Microsoft gave further signs on Thursday that its heavy investments in artificial intelligence were starting to pay off, reporting a 17% increase in revenue and a 20% increase in profits for the first three months of the year.
Revenue was $61.9 billion, up from $52.9 billion a year earlier. Profit reached $21.9 billion, up from $18.3 billion. The results exceeded Wall Street's expectations.
A year after Microsoft began pushing to put artificial intelligence into everything it does, the company said sales of its flagship cloud computing product, Azure, grew 31%. That included seven percentage points from its generative artificial intelligence services, which primarily sell access to technology developed by its partner OpenAI.

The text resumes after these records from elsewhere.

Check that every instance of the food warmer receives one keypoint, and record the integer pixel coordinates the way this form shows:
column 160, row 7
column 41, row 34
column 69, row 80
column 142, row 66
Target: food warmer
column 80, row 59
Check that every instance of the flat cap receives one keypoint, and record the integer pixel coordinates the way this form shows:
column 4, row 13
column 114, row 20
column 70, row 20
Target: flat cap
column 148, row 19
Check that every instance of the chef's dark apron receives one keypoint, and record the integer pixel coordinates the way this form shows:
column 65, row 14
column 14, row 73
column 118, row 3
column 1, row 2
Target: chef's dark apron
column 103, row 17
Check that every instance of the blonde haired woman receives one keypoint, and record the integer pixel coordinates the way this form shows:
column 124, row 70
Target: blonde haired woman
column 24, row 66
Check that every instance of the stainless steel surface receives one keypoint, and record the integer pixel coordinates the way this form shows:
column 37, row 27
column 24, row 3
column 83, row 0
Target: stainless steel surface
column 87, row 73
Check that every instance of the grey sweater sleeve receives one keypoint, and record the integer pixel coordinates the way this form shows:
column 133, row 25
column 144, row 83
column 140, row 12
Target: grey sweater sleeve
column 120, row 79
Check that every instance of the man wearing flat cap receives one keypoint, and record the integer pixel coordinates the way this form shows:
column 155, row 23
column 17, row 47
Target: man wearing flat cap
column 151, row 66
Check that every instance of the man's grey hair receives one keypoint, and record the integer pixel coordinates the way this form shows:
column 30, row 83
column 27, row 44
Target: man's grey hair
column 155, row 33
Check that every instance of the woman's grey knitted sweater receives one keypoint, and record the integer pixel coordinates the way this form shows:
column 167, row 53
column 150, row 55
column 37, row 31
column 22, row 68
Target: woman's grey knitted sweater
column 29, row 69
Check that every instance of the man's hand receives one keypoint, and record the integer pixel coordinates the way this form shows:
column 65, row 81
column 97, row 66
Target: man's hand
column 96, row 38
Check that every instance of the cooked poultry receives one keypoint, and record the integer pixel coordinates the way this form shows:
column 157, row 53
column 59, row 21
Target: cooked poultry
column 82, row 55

In recent quarters, Microsoft's AI push has helped it gain market share from Amazon, the leading cloud services provider. In January, the company said 53,000 customers were using its cloud AI services, of which a third were new to Azure.
Through its services, Microsoft is “orchestrating a new era of AI transformation, driving better business outcomes across every role and industry,” Satya Nadella, CEO, said in a statement.
This was the first full quarter that commercial customers could get a version of Microsoft's productivity suite with artificial intelligence tools, such as transcribing virtual meetings in Teams or summarizing documents in Word. While the company didn't say how many AI subscriptions — which cost $30 a month — it sold, commercial subscriptions grew 15%.
(The New York Times sued OpenAI and Microsoft in December, alleging copyright infringement of news content related to their AI systems.)
Microsoft has committed $13 billion to its partnership with OpenAI, the maker of the ChatGPT chatbot, and has built new data centers around the world to meet what it expects will be greater demand for artificial intelligence. The company spent $14 billion on capital expenditures and leasing in the first three months of the year, up from $11.5 billion in the previous quarter.
Games, Microsoft's biggest consumer product, grew 51% to $5.5 billion, with a big boost from its $69 billion acquisition of Activision Blizzard, the maker of Call of Duty and others successful games, in October.